La crisi è però anche un prisma attraverso il quale osservare e interpretare la realtà internazionale da essa stessa plasmata, nonché i protagonisti dei suoi equilibri presenti e futuri. In questo senso, dovremmo concentrare l’attenzione, oltre che sugli Stati Uniti, anche sulla Cina e l’Europa.
Crescere al 10 per cento annuo mentre gli altri affrontano la peggiore recessione degli ultimi ottant’anni può ragionevolmente indurre a pensare che ad uscire vittoriosa dalla tempesta sia stata la Cina. Ma tanta eccezionalità ha anche sollevato il velo sui limiti del modello cinese che, senza voler ricorrere agli indicatori di reddito pro-capite, deve misurare la propria sostenibilità con sfide di portata titanica quali l’impianto di efficaci politiche previdenziali che consentano di spezzare il ciclo dell’accumulazione del risparmio privato, enormi investimenti in termini di formazione delle risorse umane, lo sviluppo di industrie strategiche quali quella energetica e medico/farmaceutica. Della necessità di uno sviluppo interno, che presuppone peraltro la difficile conciliazione tra economia di mercato e Stato-partito, sembra essere cosciente più di ogni altro la stessa leadership cinese, incalzata proprio dalla crisi a convergere con gli Stati Uniti sull’obiettivo strategico già citato di invertire il modello export-oriented, ma ben ferma nella volontà di farlo prendendosi tutto il tempo necessario, senza ambire a far sentire la propria voce nel mondo prima che il risultato sia acquisito.

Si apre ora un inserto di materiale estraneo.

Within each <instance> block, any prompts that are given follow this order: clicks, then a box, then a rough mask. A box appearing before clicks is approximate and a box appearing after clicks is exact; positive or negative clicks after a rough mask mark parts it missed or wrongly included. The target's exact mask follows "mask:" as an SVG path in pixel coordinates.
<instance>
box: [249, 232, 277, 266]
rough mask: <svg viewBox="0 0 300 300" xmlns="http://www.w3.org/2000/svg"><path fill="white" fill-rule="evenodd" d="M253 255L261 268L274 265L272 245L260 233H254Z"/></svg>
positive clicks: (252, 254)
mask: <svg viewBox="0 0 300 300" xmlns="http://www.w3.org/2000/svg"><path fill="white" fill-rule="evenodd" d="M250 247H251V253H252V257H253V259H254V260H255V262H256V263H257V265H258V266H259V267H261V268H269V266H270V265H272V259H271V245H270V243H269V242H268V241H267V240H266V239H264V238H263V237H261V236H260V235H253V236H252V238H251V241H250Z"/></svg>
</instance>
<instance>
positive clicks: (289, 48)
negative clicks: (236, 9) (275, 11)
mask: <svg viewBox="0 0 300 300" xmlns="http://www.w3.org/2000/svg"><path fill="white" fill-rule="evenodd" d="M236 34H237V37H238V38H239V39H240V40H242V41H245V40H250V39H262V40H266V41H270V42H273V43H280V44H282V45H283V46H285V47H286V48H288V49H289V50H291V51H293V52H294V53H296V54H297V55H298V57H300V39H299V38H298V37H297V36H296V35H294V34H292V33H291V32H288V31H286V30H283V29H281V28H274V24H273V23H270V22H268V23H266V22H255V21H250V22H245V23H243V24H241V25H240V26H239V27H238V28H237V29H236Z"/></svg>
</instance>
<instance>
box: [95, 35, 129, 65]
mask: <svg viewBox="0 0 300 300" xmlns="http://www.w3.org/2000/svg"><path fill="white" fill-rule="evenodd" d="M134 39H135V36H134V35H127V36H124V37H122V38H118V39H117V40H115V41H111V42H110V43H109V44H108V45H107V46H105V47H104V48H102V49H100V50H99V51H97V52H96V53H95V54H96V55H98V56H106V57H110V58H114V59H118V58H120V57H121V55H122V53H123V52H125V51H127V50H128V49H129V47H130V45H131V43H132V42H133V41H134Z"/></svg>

Viceversa, la bufera che dalla Grecia ha colpito l’Euro, le tradizionali divisioni interne amplificate dalla crisi valutaria, il deludente accordo al ribasso sulle nomine istituzionali previste dal Trattato di Lisbona hanno dato voce ai detrattori dell’Europa e a coloro che hanno visto negli effetti della crisi l’ulteriore dimostrazione della sua irreversibile decadenza. Diversamente da quanto avviene in Cina e in America, quella di denunciare il declino continentale è una spiccata capacità auto-afflittiva degli stessi Europei, restii a pensare che, come osserva Andrew Moravcsik, Professore di Scienze Politiche e Direttore dello European Union Program all’Università di Princeton, l’Europa è incontestabilmente la seconda superpotenza mondiale in termini di reddito pro-capite, spesa e capacità di intervento militare, finanziamenti allo sviluppo. Quel che più conta, è che è destinata a restare in questa preminente posizione geopolitica per almeno altre tre generazioni, indipendentemente dalla presunta inefficacia -tutta da dimostrare- della sua struttura istituzionale, vale a dire l’Unione Europea.
Casomai, la crisi ha mostrato la validità dei modelli europei di intervento regolato dei governi nel mercato e la sostanziale lungimiranza nel condividere politiche di apertura e liberalizzazione delle economie, oltre che di rigore valutario e di bilancio. Le contingenze hanno costretto a derogarvi, ma non andrebbe dimenticato che esse costituiscono gli insostituibili strumenti di quell’obiettivo strategico in termini di sicurezza, stabilizzazione e crescita economica (sostenibile e ridistributiva) costituito dall’allargamento.
 
Sull’impatto della crisi e i suoi effetti, per tutti coloro che ne sono stati colpiti, restano interrogativi aperti di non poco conto, specie in termini di exit strategy: la vastità degli interventi governativi e l’espansione dei relativi debiti imporrà necessariamente scelte impopolari (in termini di riduzione di spesa e di politiche fiscali), tanto più dolorose quanto più esse dovessero avvenire senza il conforto di una consolidata crescita economica.
Insieme a questi interrogativi, restano quindi margini perchè essa abbia ancora impatto sulle economie mondiali e sulle leadership chiamate a governarle. Tuttavia, si può ragionevolmente ritenere che a questo primo vero e temibile banco di prova, l’equilibrio internazionale multipolare e globalizzato abbia saputo reagire con un efficace istinto di preservazione.